The usual number of bootstraps is 100, but you can adjust this number based on your dataset size, number of features you have, and computational resources. You might start with a larger number if you have a small dataset or a large number of features.

Random Forest

  • mtry: number of variables randomly sampled as candidates at each split

  • trees: number of trees in the forest

  • min_n: minimum number of observations in the terminal nodes

grid_rf <- expand_grid(trees = c(250, 500, 750, 1000), 
                       mtry = c(5, 10, 20, 25), 
                       min_n = c(1, 2, 5, 10))
splits_boot <- bootstraps(data = data_trn, times = 10, strata = "sale_price")

fits_rf <- 
  rand_forest(trees = tune(), mtry = tune(), min_n = tune()) |>
  set_engine("ranger",
             respect.unordered.factors = "order",
             oob.error = FALSE,
             seed = 102030) |> 
  set_mode("regression") |>
  tune_grid(preprocessor = rec,
            resamples = splits_boot,
            grid = grid_rf,
            metrics = metric_set(rmse))

ranger documentation

  • respect.unordered.factors: Unorderedfactor covariates can be handled in 3 different ways by using respect.unordered.factors: For ’ignore’ all factors are regarded ordered, for ’partition’ all possible 2-partitions are considered for splitting. For ’order’ and 2-class classification the factor levels are ordered by their proportion falling in the second class, for regression by their mean response, as described in Hastie et al. (2009), chapter 9.2.4. For multiclass classification the factor levels are ordered by the first principal component of the weighted covariance matrix of the contingency table (Coppersmith et al. 1999), for survival by the median survival (or the largest available quantile if the median is not available). The use of ’order’ is recommended, as it computationally fast and can handle an unlimited number of factor levels. Note that the factors are only reordered once and not again in each split.

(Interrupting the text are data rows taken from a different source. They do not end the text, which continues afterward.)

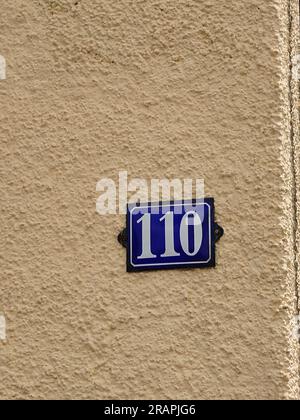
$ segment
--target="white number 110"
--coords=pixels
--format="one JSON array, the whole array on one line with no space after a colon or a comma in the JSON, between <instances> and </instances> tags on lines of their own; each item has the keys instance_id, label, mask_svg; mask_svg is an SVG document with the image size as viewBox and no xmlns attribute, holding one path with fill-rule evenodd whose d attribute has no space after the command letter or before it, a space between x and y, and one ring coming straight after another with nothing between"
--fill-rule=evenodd
<instances>
[{"instance_id":1,"label":"white number 110","mask_svg":"<svg viewBox=\"0 0 300 420\"><path fill-rule=\"evenodd\" d=\"M193 219L193 223L191 222ZM180 254L175 250L174 244L174 213L169 211L161 219L160 222L165 222L165 252L161 257L178 257ZM138 259L157 258L151 250L151 214L145 214L137 223L142 223L142 254ZM194 247L193 252L189 248L189 225L194 227ZM203 240L202 223L198 213L189 211L184 215L180 225L180 243L182 249L189 257L194 257L200 251Z\"/></svg>"}]
</instances>

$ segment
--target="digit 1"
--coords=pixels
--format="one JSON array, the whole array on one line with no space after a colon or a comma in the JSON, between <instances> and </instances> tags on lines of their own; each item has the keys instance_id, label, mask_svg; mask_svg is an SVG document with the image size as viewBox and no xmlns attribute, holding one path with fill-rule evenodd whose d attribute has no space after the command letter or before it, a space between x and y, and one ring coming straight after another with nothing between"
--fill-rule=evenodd
<instances>
[{"instance_id":1,"label":"digit 1","mask_svg":"<svg viewBox=\"0 0 300 420\"><path fill-rule=\"evenodd\" d=\"M178 257L180 254L175 251L174 245L174 213L169 211L161 219L160 222L165 221L165 241L166 252L161 257Z\"/></svg>"},{"instance_id":2,"label":"digit 1","mask_svg":"<svg viewBox=\"0 0 300 420\"><path fill-rule=\"evenodd\" d=\"M157 258L151 252L151 214L147 213L141 217L137 223L142 223L142 255L138 257L138 260L146 260L150 258Z\"/></svg>"}]
</instances>

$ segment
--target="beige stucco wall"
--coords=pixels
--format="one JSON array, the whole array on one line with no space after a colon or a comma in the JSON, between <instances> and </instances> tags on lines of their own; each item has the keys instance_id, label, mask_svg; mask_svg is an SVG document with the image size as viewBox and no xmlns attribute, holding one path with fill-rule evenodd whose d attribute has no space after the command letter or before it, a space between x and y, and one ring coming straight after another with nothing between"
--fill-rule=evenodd
<instances>
[{"instance_id":1,"label":"beige stucco wall","mask_svg":"<svg viewBox=\"0 0 300 420\"><path fill-rule=\"evenodd\" d=\"M5 2L0 398L299 396L297 22L296 0ZM204 178L216 269L126 273L124 217L95 211L119 170Z\"/></svg>"}]
</instances>

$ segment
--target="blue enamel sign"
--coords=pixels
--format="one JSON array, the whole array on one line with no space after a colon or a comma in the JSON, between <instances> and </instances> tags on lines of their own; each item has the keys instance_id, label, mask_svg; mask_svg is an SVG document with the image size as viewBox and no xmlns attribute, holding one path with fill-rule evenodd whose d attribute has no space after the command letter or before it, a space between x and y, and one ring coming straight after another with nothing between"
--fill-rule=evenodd
<instances>
[{"instance_id":1,"label":"blue enamel sign","mask_svg":"<svg viewBox=\"0 0 300 420\"><path fill-rule=\"evenodd\" d=\"M129 205L127 270L215 266L214 200Z\"/></svg>"}]
</instances>

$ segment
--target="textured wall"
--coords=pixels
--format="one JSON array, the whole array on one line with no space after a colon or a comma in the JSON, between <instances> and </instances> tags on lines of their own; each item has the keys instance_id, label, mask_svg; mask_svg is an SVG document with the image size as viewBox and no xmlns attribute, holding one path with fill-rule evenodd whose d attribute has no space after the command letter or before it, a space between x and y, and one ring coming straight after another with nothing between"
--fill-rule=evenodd
<instances>
[{"instance_id":1,"label":"textured wall","mask_svg":"<svg viewBox=\"0 0 300 420\"><path fill-rule=\"evenodd\" d=\"M289 0L5 2L1 398L298 396L295 22ZM124 217L95 212L119 170L205 179L216 269L125 272Z\"/></svg>"}]
</instances>

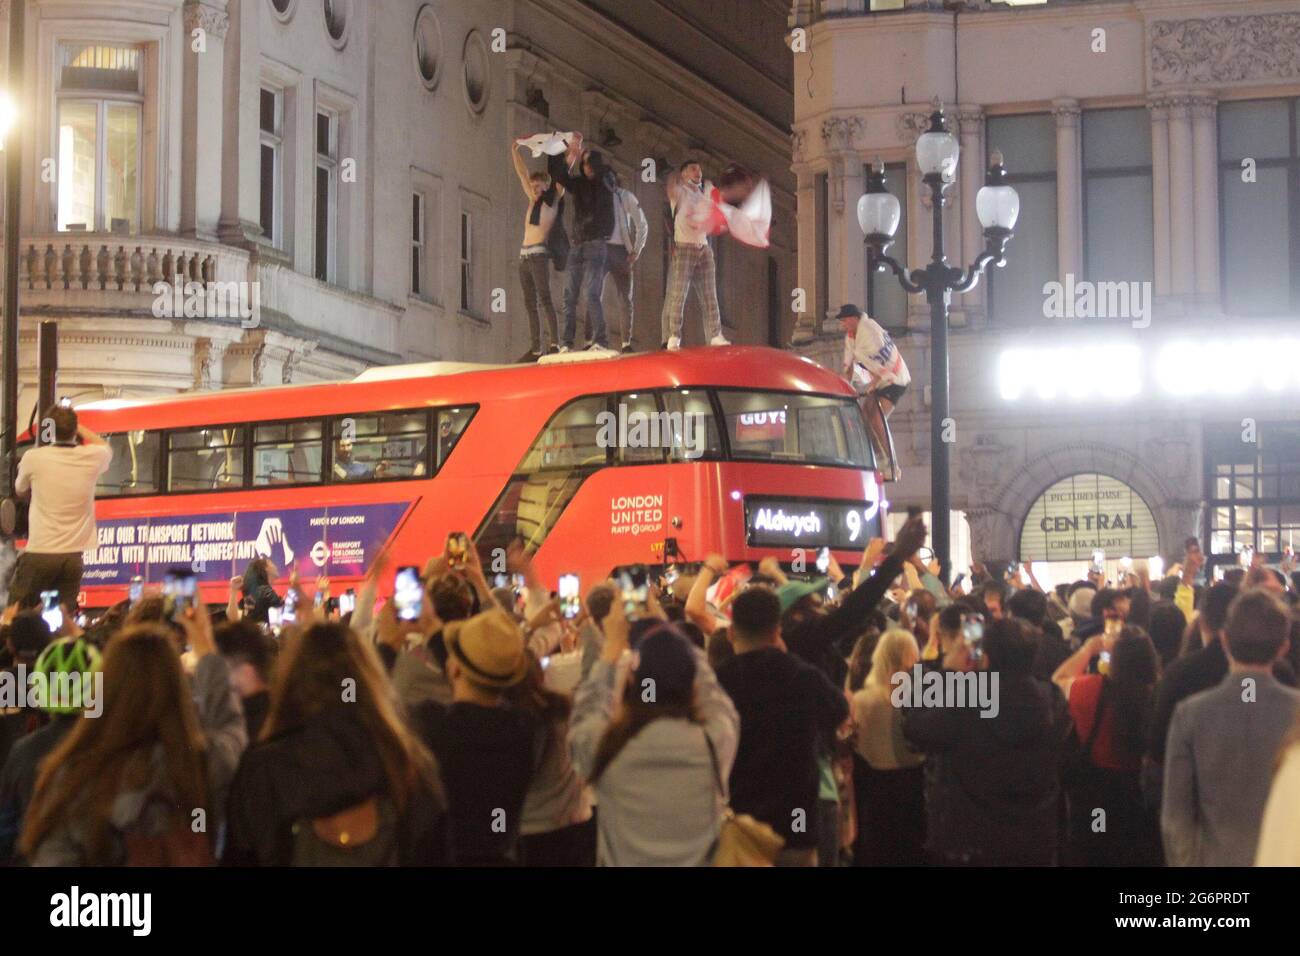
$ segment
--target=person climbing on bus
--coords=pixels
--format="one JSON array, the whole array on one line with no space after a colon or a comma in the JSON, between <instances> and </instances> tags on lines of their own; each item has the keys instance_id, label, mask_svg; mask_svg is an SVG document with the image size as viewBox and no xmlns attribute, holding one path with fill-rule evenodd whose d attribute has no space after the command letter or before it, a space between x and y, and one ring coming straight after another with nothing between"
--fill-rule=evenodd
<instances>
[{"instance_id":1,"label":"person climbing on bus","mask_svg":"<svg viewBox=\"0 0 1300 956\"><path fill-rule=\"evenodd\" d=\"M856 305L840 308L837 319L844 325L844 368L841 374L858 393L863 420L871 432L876 451L890 459L894 480L902 477L891 454L887 423L912 375L903 354L889 333Z\"/></svg>"}]
</instances>

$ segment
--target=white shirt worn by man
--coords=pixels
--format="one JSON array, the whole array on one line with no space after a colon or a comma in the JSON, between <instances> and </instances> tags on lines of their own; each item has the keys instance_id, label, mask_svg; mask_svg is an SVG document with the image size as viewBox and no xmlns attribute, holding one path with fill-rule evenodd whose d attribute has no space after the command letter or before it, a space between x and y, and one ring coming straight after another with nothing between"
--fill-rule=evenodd
<instances>
[{"instance_id":1,"label":"white shirt worn by man","mask_svg":"<svg viewBox=\"0 0 1300 956\"><path fill-rule=\"evenodd\" d=\"M709 196L713 183L705 180L696 186L678 180L669 188L668 202L673 210L673 242L683 246L703 246L709 241L709 220L713 206Z\"/></svg>"},{"instance_id":2,"label":"white shirt worn by man","mask_svg":"<svg viewBox=\"0 0 1300 956\"><path fill-rule=\"evenodd\" d=\"M875 384L862 379L861 369L875 375ZM869 316L858 320L857 333L844 337L844 376L854 380L859 392L878 391L890 385L909 385L912 374L893 338Z\"/></svg>"},{"instance_id":3,"label":"white shirt worn by man","mask_svg":"<svg viewBox=\"0 0 1300 956\"><path fill-rule=\"evenodd\" d=\"M23 455L14 490L32 493L30 553L71 554L95 546L95 485L112 460L108 445L91 444L42 445Z\"/></svg>"}]
</instances>

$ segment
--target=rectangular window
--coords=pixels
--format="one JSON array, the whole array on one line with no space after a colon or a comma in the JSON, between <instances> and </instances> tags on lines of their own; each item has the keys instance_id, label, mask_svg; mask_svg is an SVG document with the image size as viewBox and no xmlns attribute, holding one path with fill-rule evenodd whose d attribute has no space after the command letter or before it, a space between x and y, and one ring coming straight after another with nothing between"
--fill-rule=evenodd
<instances>
[{"instance_id":1,"label":"rectangular window","mask_svg":"<svg viewBox=\"0 0 1300 956\"><path fill-rule=\"evenodd\" d=\"M334 281L335 225L338 214L338 116L316 113L316 235L314 274Z\"/></svg>"},{"instance_id":2,"label":"rectangular window","mask_svg":"<svg viewBox=\"0 0 1300 956\"><path fill-rule=\"evenodd\" d=\"M224 491L243 484L242 427L192 428L168 436L168 491Z\"/></svg>"},{"instance_id":3,"label":"rectangular window","mask_svg":"<svg viewBox=\"0 0 1300 956\"><path fill-rule=\"evenodd\" d=\"M719 390L718 400L733 458L872 467L862 417L847 399Z\"/></svg>"},{"instance_id":4,"label":"rectangular window","mask_svg":"<svg viewBox=\"0 0 1300 956\"><path fill-rule=\"evenodd\" d=\"M1056 120L1050 113L991 116L989 153L1007 156L1011 185L1020 193L1020 219L1007 264L990 269L989 315L1005 324L1043 321L1043 286L1059 271L1056 228Z\"/></svg>"},{"instance_id":5,"label":"rectangular window","mask_svg":"<svg viewBox=\"0 0 1300 956\"><path fill-rule=\"evenodd\" d=\"M1021 197L1024 209L1024 197ZM1093 282L1155 277L1151 118L1145 107L1083 114L1084 272Z\"/></svg>"},{"instance_id":6,"label":"rectangular window","mask_svg":"<svg viewBox=\"0 0 1300 956\"><path fill-rule=\"evenodd\" d=\"M284 96L276 90L261 91L261 199L258 220L262 236L273 246L281 243L280 206L283 193Z\"/></svg>"},{"instance_id":7,"label":"rectangular window","mask_svg":"<svg viewBox=\"0 0 1300 956\"><path fill-rule=\"evenodd\" d=\"M1205 428L1210 562L1235 564L1254 548L1270 564L1300 548L1300 425L1261 422L1254 443L1239 423Z\"/></svg>"},{"instance_id":8,"label":"rectangular window","mask_svg":"<svg viewBox=\"0 0 1300 956\"><path fill-rule=\"evenodd\" d=\"M157 432L123 432L105 435L104 440L113 450L113 460L108 471L99 478L95 495L108 498L115 495L152 495L158 493Z\"/></svg>"},{"instance_id":9,"label":"rectangular window","mask_svg":"<svg viewBox=\"0 0 1300 956\"><path fill-rule=\"evenodd\" d=\"M460 214L460 310L474 314L474 219L467 211Z\"/></svg>"},{"instance_id":10,"label":"rectangular window","mask_svg":"<svg viewBox=\"0 0 1300 956\"><path fill-rule=\"evenodd\" d=\"M57 55L57 228L133 233L140 221L141 50L65 42Z\"/></svg>"},{"instance_id":11,"label":"rectangular window","mask_svg":"<svg viewBox=\"0 0 1300 956\"><path fill-rule=\"evenodd\" d=\"M600 444L596 416L608 411L607 406L604 395L580 398L564 406L533 442L516 473L603 467L606 449Z\"/></svg>"},{"instance_id":12,"label":"rectangular window","mask_svg":"<svg viewBox=\"0 0 1300 956\"><path fill-rule=\"evenodd\" d=\"M253 431L253 484L319 483L322 449L319 421L258 425Z\"/></svg>"},{"instance_id":13,"label":"rectangular window","mask_svg":"<svg viewBox=\"0 0 1300 956\"><path fill-rule=\"evenodd\" d=\"M1298 127L1300 99L1219 106L1220 274L1224 308L1234 314L1300 308Z\"/></svg>"},{"instance_id":14,"label":"rectangular window","mask_svg":"<svg viewBox=\"0 0 1300 956\"><path fill-rule=\"evenodd\" d=\"M424 196L411 193L411 295L424 295Z\"/></svg>"},{"instance_id":15,"label":"rectangular window","mask_svg":"<svg viewBox=\"0 0 1300 956\"><path fill-rule=\"evenodd\" d=\"M871 167L864 167L864 176L871 175ZM898 231L894 233L893 244L885 250L904 265L907 264L907 164L885 164L885 186L890 195L898 200L902 215L898 219ZM867 286L862 293L862 301L871 317L886 329L907 328L907 303L910 296L899 285L892 272L877 272L874 276L867 270L868 255L866 243L862 244L863 274L867 277ZM867 294L867 289L871 294Z\"/></svg>"},{"instance_id":16,"label":"rectangular window","mask_svg":"<svg viewBox=\"0 0 1300 956\"><path fill-rule=\"evenodd\" d=\"M662 393L664 411L672 416L681 416L682 427L685 429L685 420L687 417L695 419L689 432L683 433L684 442L673 444L671 455L673 461L698 460L700 458L718 458L722 455L722 439L718 437L718 419L713 414L713 405L709 402L709 394L702 388L683 388L675 392ZM699 427L704 425L703 446L700 445ZM692 447L694 445L694 447ZM690 452L691 458L687 458L687 452ZM696 455L699 451L701 454Z\"/></svg>"},{"instance_id":17,"label":"rectangular window","mask_svg":"<svg viewBox=\"0 0 1300 956\"><path fill-rule=\"evenodd\" d=\"M425 412L348 415L334 420L331 481L384 481L428 474Z\"/></svg>"}]
</instances>

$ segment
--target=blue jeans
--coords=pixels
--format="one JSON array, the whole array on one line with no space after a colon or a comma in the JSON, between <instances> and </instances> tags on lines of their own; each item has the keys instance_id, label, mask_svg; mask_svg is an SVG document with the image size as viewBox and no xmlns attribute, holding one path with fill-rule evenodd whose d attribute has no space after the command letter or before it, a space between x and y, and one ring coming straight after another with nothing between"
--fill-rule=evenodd
<instances>
[{"instance_id":1,"label":"blue jeans","mask_svg":"<svg viewBox=\"0 0 1300 956\"><path fill-rule=\"evenodd\" d=\"M605 268L608 253L604 239L579 243L569 249L568 279L564 284L564 328L560 341L573 348L573 335L578 324L578 296L587 304L587 319L591 322L592 341L608 347L605 335L605 311L600 304L600 292L605 287Z\"/></svg>"}]
</instances>

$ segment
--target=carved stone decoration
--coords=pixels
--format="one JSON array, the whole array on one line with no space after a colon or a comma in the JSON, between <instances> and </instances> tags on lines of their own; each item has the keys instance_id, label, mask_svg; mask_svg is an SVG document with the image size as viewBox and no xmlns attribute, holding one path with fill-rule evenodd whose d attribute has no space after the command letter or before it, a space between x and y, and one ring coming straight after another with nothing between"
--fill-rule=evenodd
<instances>
[{"instance_id":1,"label":"carved stone decoration","mask_svg":"<svg viewBox=\"0 0 1300 956\"><path fill-rule=\"evenodd\" d=\"M919 139L921 134L930 128L930 113L900 113L895 122L898 138L910 143Z\"/></svg>"},{"instance_id":2,"label":"carved stone decoration","mask_svg":"<svg viewBox=\"0 0 1300 956\"><path fill-rule=\"evenodd\" d=\"M194 388L212 388L212 339L194 340Z\"/></svg>"},{"instance_id":3,"label":"carved stone decoration","mask_svg":"<svg viewBox=\"0 0 1300 956\"><path fill-rule=\"evenodd\" d=\"M808 133L806 130L796 129L790 134L790 154L796 163L802 163L804 160L804 147L808 142Z\"/></svg>"},{"instance_id":4,"label":"carved stone decoration","mask_svg":"<svg viewBox=\"0 0 1300 956\"><path fill-rule=\"evenodd\" d=\"M262 376L266 372L266 341L262 340L257 343L252 355L252 382L253 385L263 384Z\"/></svg>"},{"instance_id":5,"label":"carved stone decoration","mask_svg":"<svg viewBox=\"0 0 1300 956\"><path fill-rule=\"evenodd\" d=\"M1159 20L1148 37L1152 86L1300 79L1300 13Z\"/></svg>"},{"instance_id":6,"label":"carved stone decoration","mask_svg":"<svg viewBox=\"0 0 1300 956\"><path fill-rule=\"evenodd\" d=\"M229 16L199 0L185 0L184 17L186 34L201 29L208 36L220 40L230 30Z\"/></svg>"},{"instance_id":7,"label":"carved stone decoration","mask_svg":"<svg viewBox=\"0 0 1300 956\"><path fill-rule=\"evenodd\" d=\"M822 123L822 140L832 152L851 152L853 141L862 135L866 125L861 116L832 116Z\"/></svg>"},{"instance_id":8,"label":"carved stone decoration","mask_svg":"<svg viewBox=\"0 0 1300 956\"><path fill-rule=\"evenodd\" d=\"M1152 438L1146 443L1144 460L1170 488L1195 491L1196 472L1192 467L1192 444L1181 434Z\"/></svg>"}]
</instances>

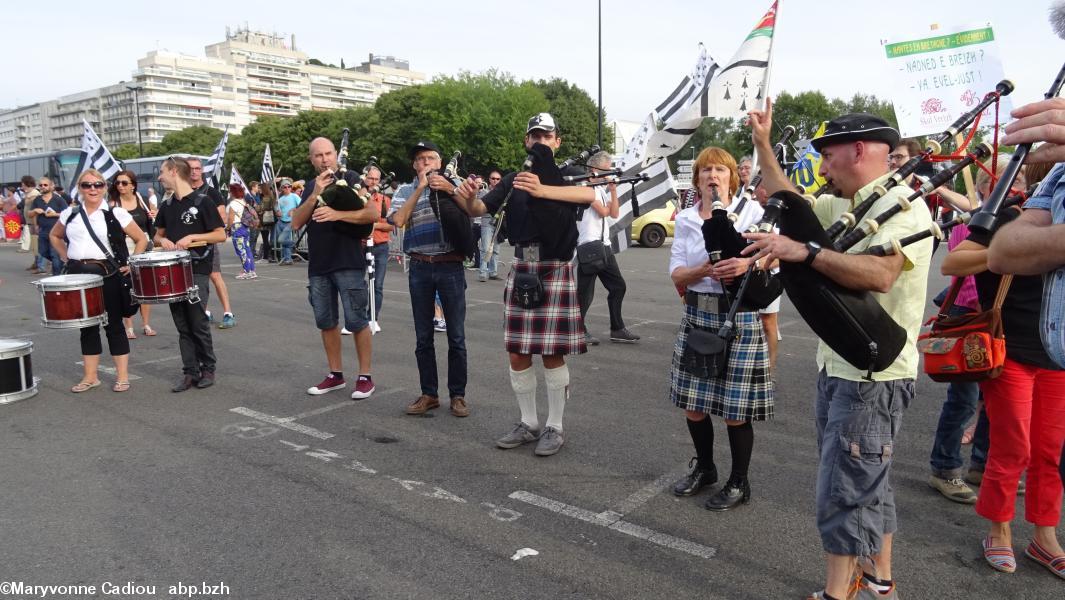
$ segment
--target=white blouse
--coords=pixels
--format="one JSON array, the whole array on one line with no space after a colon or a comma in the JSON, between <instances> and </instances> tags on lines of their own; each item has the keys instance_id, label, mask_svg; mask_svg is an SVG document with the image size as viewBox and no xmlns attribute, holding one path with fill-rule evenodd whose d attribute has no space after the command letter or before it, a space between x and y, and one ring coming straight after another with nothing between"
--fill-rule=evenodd
<instances>
[{"instance_id":1,"label":"white blouse","mask_svg":"<svg viewBox=\"0 0 1065 600\"><path fill-rule=\"evenodd\" d=\"M703 218L699 216L701 202L695 206L686 208L677 213L677 221L673 227L673 249L669 254L669 272L673 273L679 267L698 267L710 260L706 253L706 242L703 240ZM725 209L733 212L739 206L738 201L733 201ZM762 206L754 200L749 200L743 207L743 212L738 215L733 226L736 231L745 232L751 225L762 220ZM704 277L695 283L688 284L688 289L693 292L720 294L724 290L716 279Z\"/></svg>"},{"instance_id":2,"label":"white blouse","mask_svg":"<svg viewBox=\"0 0 1065 600\"><path fill-rule=\"evenodd\" d=\"M100 238L100 243L110 251L110 243L107 240L107 221L104 220L104 211L106 210L113 212L122 229L125 229L127 225L133 222L133 217L124 208L109 208L106 204L102 204L100 208L88 215L89 224L92 225L92 230L96 232L96 237ZM81 215L75 215L73 219L70 219L73 211L74 208L71 207L59 213L59 222L66 227L67 258L74 260L105 260L107 257L100 250L100 247L96 245L96 242L92 241ZM70 220L69 223L67 223L68 219ZM114 252L112 251L111 254L114 255Z\"/></svg>"}]
</instances>

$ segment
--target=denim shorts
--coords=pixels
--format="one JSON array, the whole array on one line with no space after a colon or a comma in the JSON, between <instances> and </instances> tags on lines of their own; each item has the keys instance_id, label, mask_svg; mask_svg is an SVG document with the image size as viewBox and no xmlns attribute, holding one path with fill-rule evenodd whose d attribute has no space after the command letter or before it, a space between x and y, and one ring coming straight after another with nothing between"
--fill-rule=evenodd
<instances>
[{"instance_id":1,"label":"denim shorts","mask_svg":"<svg viewBox=\"0 0 1065 600\"><path fill-rule=\"evenodd\" d=\"M337 295L344 306L344 327L359 332L369 325L366 272L355 269L311 275L307 283L307 297L314 309L314 324L318 329L333 329L340 321Z\"/></svg>"},{"instance_id":2,"label":"denim shorts","mask_svg":"<svg viewBox=\"0 0 1065 600\"><path fill-rule=\"evenodd\" d=\"M889 481L912 379L817 379L817 529L831 554L872 556L898 528Z\"/></svg>"}]
</instances>

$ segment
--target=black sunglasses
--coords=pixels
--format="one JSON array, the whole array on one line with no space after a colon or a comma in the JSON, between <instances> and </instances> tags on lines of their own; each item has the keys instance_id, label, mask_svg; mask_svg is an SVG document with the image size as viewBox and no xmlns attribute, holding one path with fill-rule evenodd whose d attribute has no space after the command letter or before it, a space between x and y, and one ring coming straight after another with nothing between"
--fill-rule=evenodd
<instances>
[{"instance_id":1,"label":"black sunglasses","mask_svg":"<svg viewBox=\"0 0 1065 600\"><path fill-rule=\"evenodd\" d=\"M119 181L116 181L116 182L115 182L115 185L133 185L133 182L132 182L132 181L122 181L122 180L119 180Z\"/></svg>"},{"instance_id":2,"label":"black sunglasses","mask_svg":"<svg viewBox=\"0 0 1065 600\"><path fill-rule=\"evenodd\" d=\"M93 189L93 188L98 189L98 190L102 190L103 188L107 187L107 184L102 182L102 181L82 181L81 183L78 184L78 187L83 189L83 190L88 190L88 189Z\"/></svg>"}]
</instances>

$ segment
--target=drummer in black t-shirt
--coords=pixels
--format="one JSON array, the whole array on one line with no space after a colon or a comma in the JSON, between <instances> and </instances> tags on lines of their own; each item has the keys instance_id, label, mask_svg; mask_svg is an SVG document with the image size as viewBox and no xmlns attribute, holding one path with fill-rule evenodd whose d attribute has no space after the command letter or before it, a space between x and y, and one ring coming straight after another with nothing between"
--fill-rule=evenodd
<instances>
[{"instance_id":1,"label":"drummer in black t-shirt","mask_svg":"<svg viewBox=\"0 0 1065 600\"><path fill-rule=\"evenodd\" d=\"M535 144L542 144L551 152L562 145L555 119L548 113L529 119L525 147L534 150ZM545 185L540 176L530 172L507 175L482 199L477 198L480 186L473 180L454 188L447 179L434 176L429 187L452 193L472 217L486 212L496 214L506 201L506 231L515 247L515 260L504 290L504 340L510 353L510 384L517 396L521 420L496 440L496 445L516 448L537 441L537 455L555 454L563 444L562 414L569 395L565 355L587 351L570 260L577 247L577 208L590 204L595 192L589 187ZM516 280L521 288L535 284L537 279L543 302L523 308L520 294L515 293ZM534 354L543 357L547 383L547 422L542 432L536 412Z\"/></svg>"},{"instance_id":2,"label":"drummer in black t-shirt","mask_svg":"<svg viewBox=\"0 0 1065 600\"><path fill-rule=\"evenodd\" d=\"M189 163L184 158L172 156L160 166L159 182L174 195L159 205L153 240L167 251L190 250L191 244L208 244L206 249L198 247L190 250L193 257L192 275L199 287L199 300L195 303L188 300L170 303L170 315L174 317L174 327L178 331L184 372L183 377L171 388L174 392L184 392L193 385L203 389L214 384L214 347L211 324L205 310L210 295L211 258L206 253L213 251L210 244L226 240L225 225L218 216L218 210L206 196L193 192L190 174Z\"/></svg>"}]
</instances>

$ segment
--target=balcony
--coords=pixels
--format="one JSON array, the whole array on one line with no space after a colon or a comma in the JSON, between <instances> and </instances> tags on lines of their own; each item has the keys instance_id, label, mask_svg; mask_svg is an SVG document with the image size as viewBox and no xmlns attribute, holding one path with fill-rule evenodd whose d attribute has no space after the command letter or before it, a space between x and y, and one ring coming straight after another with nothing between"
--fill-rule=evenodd
<instances>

  • oob.error: If TRUE, the out-of-bag error is calculated. The out-of-bag error is the mean squared error of the predictions on the out-of-bag samples for the bootstraps. It is different mean squared error on the test set. We prefer to use the test set error for model evaluation because it allows us to compare the performance of different models. If FALSE, the out-of-bag error is not calculated. This can save some computation time.

  • seed: Random seed for reproducibility. This is the inherent random seed set for the ranger engine. Somehow the seed set in the code chunk does not work for ranger, so we will set up seed here to make it reproducible.

Metrics to evaluate decision trees

Classification: accuracy, balanced accuracy, F1 score, precision, recall, auROC, ppv, npv, kappa, etc.

Regression: RMSE, MAE, MAPE, R-squared, etc.

Class imbalance

Class imbalance is a common issue in classification problems where the number of observations in one class is significantly lower than the other class. This can lead to biased models that predict the majority class more accurately than the minority class.

Data balance can significantly impact the performance of decision trees and random forests. Imbalanced data can lead to biased models that predict the majority class more accurately than the minority class. In such cases, we can use techniques like oversampling, undersampling, or SMOTE to balance the data.

Missingness

  • Missing data in Decision Trees: decision trees naturally deal with missing data because they use the available data to make splits. So, if there is missing data, it is not used to make decisions about splits.

  • Missing data in Random Forest: Random Forest is a collection of decision trees so when there is missing data in a variable and that variable is used for splitting multiple times, this can create bias in the model. Random Forest imputes missing data by using the median of the non-missing values in the training set.